Source: Kumi De Souza
Nelson Island is one of a cluster of six small islands called the “Five Islands” located in the Gulf of Paria approximately 2.5 kilometres due south of Chaguaramas and due east of the prison island of Carrera. They are, in descending order of size: Caledonia, Nelson, Lenagan, Rock, Pelican and Craig. Craig is joined to Caledonia by a human-made stone causeway. These islands are the remnants of an ancient limestone deposit which extends from the hills of Laventille to Patos Island in the west. The Five Islands are covered with centuries-old intact structures, the ruins of houses, the remains of medical facilities, defunct military equipment, and other structural objects and artefacts. These are the vestiges of concentrated and layered human activity from Trinidad’s past. Therefore, these islands are inextricably linked through geology, geography and history.
Source: Richard Ramirez
Nelson Island has had numerous functions within the history of Trinidad. Before the 15th century trans-Atlantic contact period, the island was supposedly used as a trading post by the First People groups inhabiting Trinidad and the South American mainland. In the Spanish colonial period, the island was used as a way station between Trinidad and other Spanish possessions on the South American coast. Subsequently, the British initially used Nelson as a quarantine station for vessels hailing from ports under the suspicion of infection. Later, the Islands was used as a convalescent and repatriation station for newly arrived and ex-indentured Indian Immigrants. In World War Two, the Five Islands formed a part of the Chaguaramas base and served as a naval station for the United States Navy. The island also hosted an internment camp for enemy alien internees from Europe and a detention centre for labour leader Tubal Uriah “Buzz” Butler who was held there for the duration of the war. The island was again used as a detention centre 1970 to house 50 leaders of the Black Power Revolution.

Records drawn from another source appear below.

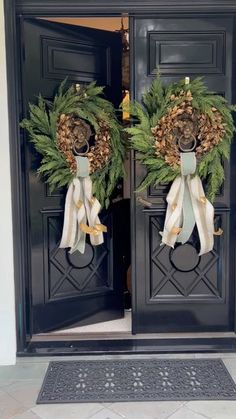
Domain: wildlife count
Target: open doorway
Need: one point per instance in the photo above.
(74, 295)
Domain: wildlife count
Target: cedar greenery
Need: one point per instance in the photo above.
(88, 104)
(157, 102)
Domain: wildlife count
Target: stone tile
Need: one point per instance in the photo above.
(26, 415)
(67, 411)
(185, 413)
(106, 414)
(26, 392)
(9, 406)
(222, 409)
(144, 410)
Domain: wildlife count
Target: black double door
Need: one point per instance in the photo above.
(67, 289)
(176, 290)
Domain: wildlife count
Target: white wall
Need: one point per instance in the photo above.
(7, 303)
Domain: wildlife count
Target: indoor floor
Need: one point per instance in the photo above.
(20, 384)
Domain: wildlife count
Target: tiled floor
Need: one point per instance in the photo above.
(20, 384)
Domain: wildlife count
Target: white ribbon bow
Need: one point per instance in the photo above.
(81, 208)
(187, 206)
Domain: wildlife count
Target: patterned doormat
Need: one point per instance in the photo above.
(136, 380)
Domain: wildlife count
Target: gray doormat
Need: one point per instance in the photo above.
(136, 380)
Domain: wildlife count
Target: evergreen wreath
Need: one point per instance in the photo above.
(177, 110)
(59, 126)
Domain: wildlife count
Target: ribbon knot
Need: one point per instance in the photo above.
(187, 206)
(81, 212)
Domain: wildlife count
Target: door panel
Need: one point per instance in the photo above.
(68, 288)
(176, 290)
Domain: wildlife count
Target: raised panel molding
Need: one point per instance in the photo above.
(106, 7)
(58, 52)
(180, 274)
(176, 53)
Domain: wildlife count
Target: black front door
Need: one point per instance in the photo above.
(176, 290)
(67, 288)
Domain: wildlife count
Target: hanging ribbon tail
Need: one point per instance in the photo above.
(187, 206)
(81, 212)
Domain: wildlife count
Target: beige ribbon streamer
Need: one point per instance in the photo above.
(203, 213)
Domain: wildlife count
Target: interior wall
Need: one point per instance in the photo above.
(7, 299)
(108, 24)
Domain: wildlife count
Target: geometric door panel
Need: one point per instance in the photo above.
(180, 273)
(176, 290)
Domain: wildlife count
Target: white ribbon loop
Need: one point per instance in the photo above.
(187, 206)
(81, 207)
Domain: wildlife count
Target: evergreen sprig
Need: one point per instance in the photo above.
(156, 102)
(88, 104)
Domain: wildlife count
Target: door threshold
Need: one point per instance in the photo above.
(52, 337)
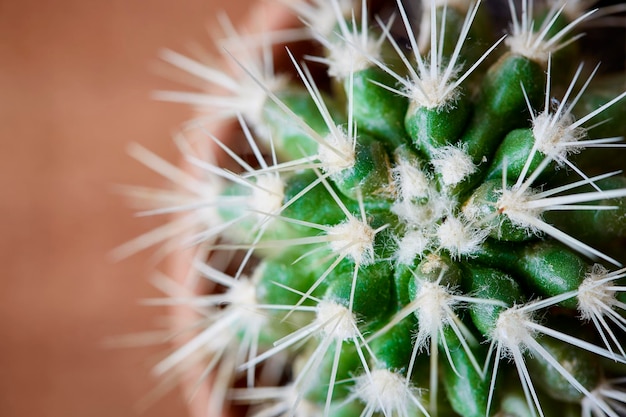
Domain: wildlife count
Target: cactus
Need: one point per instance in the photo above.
(423, 221)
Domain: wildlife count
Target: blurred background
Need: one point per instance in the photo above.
(75, 84)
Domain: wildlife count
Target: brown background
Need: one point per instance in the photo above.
(75, 83)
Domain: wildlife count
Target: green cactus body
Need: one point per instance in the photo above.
(419, 223)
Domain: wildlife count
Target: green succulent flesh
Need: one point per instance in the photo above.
(433, 241)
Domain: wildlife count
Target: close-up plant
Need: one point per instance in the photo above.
(396, 209)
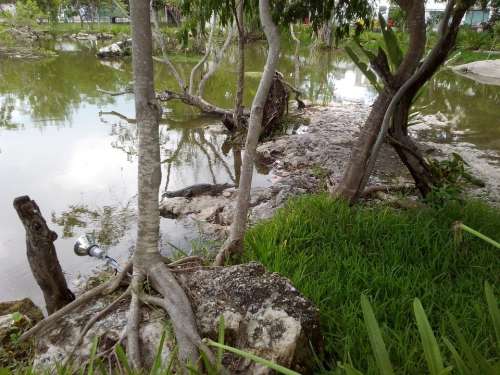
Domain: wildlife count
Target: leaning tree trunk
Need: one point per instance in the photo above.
(234, 243)
(42, 256)
(358, 168)
(408, 150)
(147, 260)
(240, 85)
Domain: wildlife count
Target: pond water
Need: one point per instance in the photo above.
(62, 144)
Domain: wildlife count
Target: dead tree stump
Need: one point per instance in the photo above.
(42, 256)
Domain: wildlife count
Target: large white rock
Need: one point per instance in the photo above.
(263, 313)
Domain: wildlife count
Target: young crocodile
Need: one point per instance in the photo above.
(198, 189)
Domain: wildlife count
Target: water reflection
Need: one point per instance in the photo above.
(73, 149)
(462, 110)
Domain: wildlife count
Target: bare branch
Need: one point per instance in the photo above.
(443, 25)
(219, 54)
(128, 90)
(208, 50)
(105, 288)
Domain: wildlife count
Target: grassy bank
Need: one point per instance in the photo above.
(333, 253)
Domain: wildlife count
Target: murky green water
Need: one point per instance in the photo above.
(58, 145)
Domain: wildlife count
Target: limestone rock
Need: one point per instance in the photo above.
(15, 318)
(264, 314)
(117, 49)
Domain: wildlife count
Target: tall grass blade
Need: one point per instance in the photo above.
(493, 309)
(464, 347)
(376, 340)
(429, 343)
(93, 351)
(459, 362)
(253, 357)
(349, 370)
(122, 358)
(479, 235)
(155, 369)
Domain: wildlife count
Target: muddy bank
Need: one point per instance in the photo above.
(310, 160)
(486, 71)
(313, 160)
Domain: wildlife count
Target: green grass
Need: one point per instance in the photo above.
(73, 28)
(333, 253)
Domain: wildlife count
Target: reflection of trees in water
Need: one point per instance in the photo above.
(51, 89)
(468, 105)
(193, 149)
(109, 223)
(7, 106)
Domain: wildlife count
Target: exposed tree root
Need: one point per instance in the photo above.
(370, 190)
(96, 318)
(106, 288)
(229, 248)
(133, 323)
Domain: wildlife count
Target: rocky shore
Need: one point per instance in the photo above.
(310, 160)
(313, 158)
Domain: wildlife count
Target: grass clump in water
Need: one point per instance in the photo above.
(333, 253)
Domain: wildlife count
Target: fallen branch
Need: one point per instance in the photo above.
(197, 190)
(128, 90)
(386, 189)
(103, 289)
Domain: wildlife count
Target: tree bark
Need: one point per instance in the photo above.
(42, 256)
(358, 168)
(147, 259)
(408, 150)
(234, 243)
(240, 24)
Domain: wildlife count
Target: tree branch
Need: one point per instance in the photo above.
(219, 54)
(159, 38)
(208, 50)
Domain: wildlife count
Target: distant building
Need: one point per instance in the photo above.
(434, 9)
(8, 8)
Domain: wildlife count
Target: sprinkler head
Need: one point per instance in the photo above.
(86, 245)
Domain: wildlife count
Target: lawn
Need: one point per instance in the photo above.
(333, 253)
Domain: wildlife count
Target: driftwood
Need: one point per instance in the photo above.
(42, 255)
(198, 189)
(274, 108)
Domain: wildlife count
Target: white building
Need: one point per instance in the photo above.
(433, 8)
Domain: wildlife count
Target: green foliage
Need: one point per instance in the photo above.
(332, 252)
(469, 39)
(100, 366)
(369, 74)
(391, 44)
(466, 360)
(27, 13)
(388, 45)
(451, 176)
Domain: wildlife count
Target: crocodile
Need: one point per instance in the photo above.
(198, 189)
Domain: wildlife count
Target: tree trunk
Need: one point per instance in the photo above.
(350, 185)
(42, 256)
(147, 259)
(408, 150)
(240, 24)
(361, 162)
(234, 243)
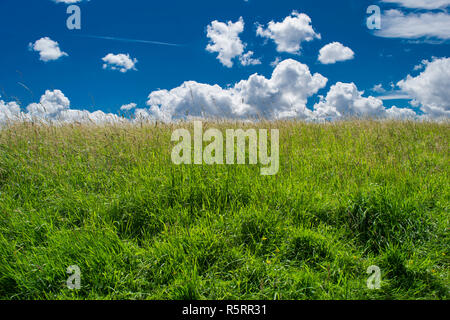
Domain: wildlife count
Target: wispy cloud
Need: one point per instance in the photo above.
(133, 40)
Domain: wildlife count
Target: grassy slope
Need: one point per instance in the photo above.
(348, 195)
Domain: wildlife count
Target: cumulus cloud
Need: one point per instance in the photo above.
(284, 95)
(289, 34)
(334, 52)
(396, 24)
(224, 40)
(430, 89)
(48, 49)
(121, 62)
(400, 113)
(420, 4)
(345, 100)
(128, 107)
(67, 1)
(53, 107)
(9, 112)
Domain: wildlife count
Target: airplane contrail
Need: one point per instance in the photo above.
(133, 40)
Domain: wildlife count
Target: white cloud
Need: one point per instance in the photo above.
(121, 62)
(420, 4)
(284, 95)
(67, 1)
(48, 49)
(53, 107)
(334, 52)
(378, 88)
(275, 62)
(289, 34)
(430, 89)
(128, 107)
(400, 113)
(396, 24)
(224, 39)
(9, 112)
(248, 60)
(344, 100)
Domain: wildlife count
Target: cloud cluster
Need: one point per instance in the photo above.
(48, 49)
(67, 1)
(53, 107)
(283, 95)
(420, 4)
(289, 34)
(334, 52)
(121, 62)
(397, 24)
(224, 39)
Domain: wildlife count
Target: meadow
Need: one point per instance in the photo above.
(348, 195)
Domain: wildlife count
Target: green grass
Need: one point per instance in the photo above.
(108, 199)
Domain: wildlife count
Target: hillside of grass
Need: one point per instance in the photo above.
(348, 195)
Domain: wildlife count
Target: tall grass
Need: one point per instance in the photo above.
(348, 195)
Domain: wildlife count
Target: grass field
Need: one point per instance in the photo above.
(348, 195)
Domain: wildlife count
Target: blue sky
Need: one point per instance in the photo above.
(378, 59)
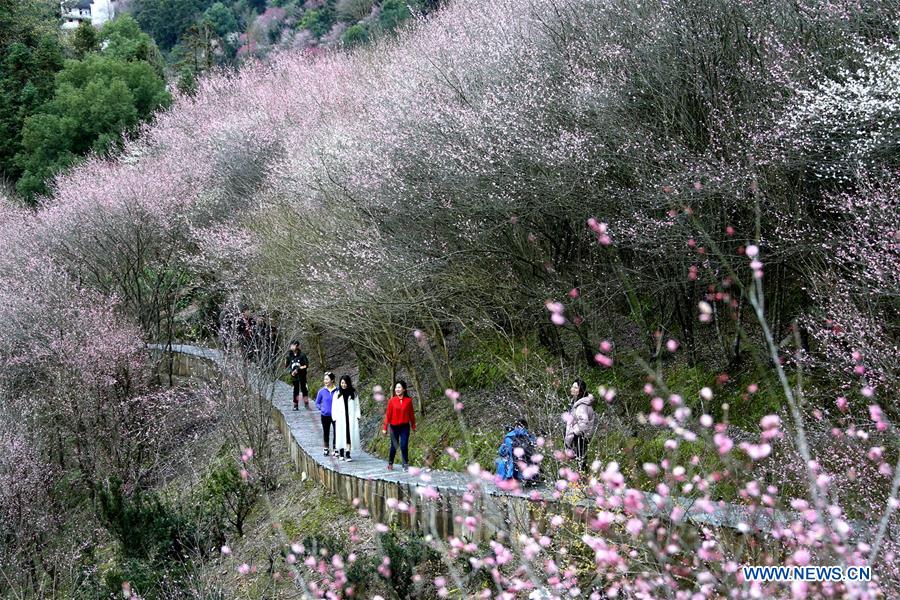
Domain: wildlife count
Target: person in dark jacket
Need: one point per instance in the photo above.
(399, 419)
(298, 364)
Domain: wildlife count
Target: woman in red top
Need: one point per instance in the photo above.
(399, 418)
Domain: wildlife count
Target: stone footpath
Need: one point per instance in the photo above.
(367, 481)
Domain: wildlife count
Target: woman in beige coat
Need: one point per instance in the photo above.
(580, 420)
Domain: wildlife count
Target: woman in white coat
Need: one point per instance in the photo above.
(346, 414)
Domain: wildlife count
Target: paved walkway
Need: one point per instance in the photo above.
(305, 428)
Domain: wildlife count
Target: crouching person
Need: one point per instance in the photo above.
(514, 460)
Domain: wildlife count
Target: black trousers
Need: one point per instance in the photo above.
(327, 429)
(579, 446)
(300, 387)
(399, 437)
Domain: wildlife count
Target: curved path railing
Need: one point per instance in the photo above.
(367, 482)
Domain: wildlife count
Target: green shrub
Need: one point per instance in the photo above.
(406, 552)
(224, 492)
(355, 35)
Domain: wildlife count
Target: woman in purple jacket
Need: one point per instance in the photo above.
(323, 403)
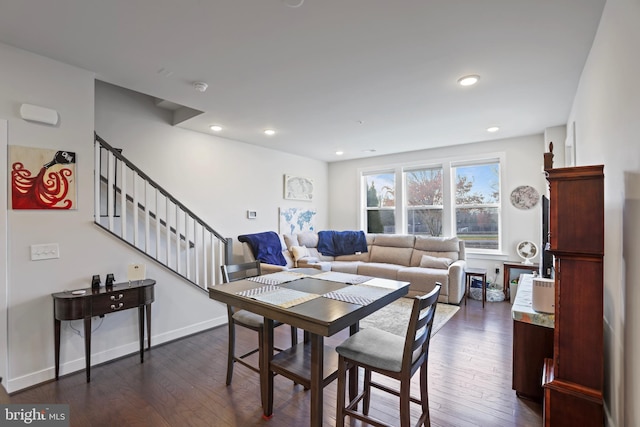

Presently, Nelson Island functions as a heritage site under the control of the National Trust of Trinidad and Tobago which became a listed Property of Interest in 2019. The islands’ isolation from the mainland has always been a logistical challenge which prompted the National Trust to make the island sustainable, therefore creating a new chapter to its story to demonstrate its resilient independence. In 2019, the Island was powered by a 100kVA Diesel Generator which then led to the decision by the Council of the Trust, to upgrade our power supply capabilities to incorporate Renewable Energy Technology. Following this decision, the Ministry of Planning & Development provided the funding through the Public Sector Investment Programme, (PSIP). The National Trust then entered into a strategic partnership agreement with the Ministry of Works & Transport, whereby technical assistance, expertise as well as skilled labour, was provided by the Ministry on a project by project basis. A 17kW Solar PV System was then installed on the island, making it the largest Off-Grid Solar PV System in T&T to date. This Solar system, provides the electrical needs of the island inclusive of lighting, security systems, data communications, appliances and power outlets. After years of depending on a boat to periodically bring freshwater to the island, a 1,000 gallon Desalination Unit was installed, driven by solar power, to produce all of the potable water required for use on the island.
Source: Kumi De Souza
This initiative is also in keeping with T&T’s commitments to the global community under the Paris Agreement as laid down in our Nationally Determined Contribution (NDC), as well as in the achievement of our national policy target to increase the total amount of electricity generated from renewable energy sources by 2021. This eco-development also aids in the fulfilment of Theme V of the National Development Strategy, Vision 2030.
In addition, this initiative supports the country’s achievement of three Sustainable Development Goals, (SDGs); SDG 7: Affordable and Clean Energy, SDG 11: Sustainable Cities and Communities and SDG 13: Climate Action. Making Nelson Island a Sustainable Eco-Development, is also in keeping with the Trust’s mandate in the Education of our National Heritage. The space is now a greater source of heritage pride, symbolising how Trinidad and Tobago (T&T), can celebrate and harmonise its colourful sometimes turbulent past with its unlimited potential and an environmentally sustainable future. As such, the National Trust currently operates School Tours along with annual events for Carnival, during the Christmas season and other periods of national significance.
The National Trust continues to advocate for the preservation of our National Heritage Assets through the Listing of these properties and continued research on new properties of interest.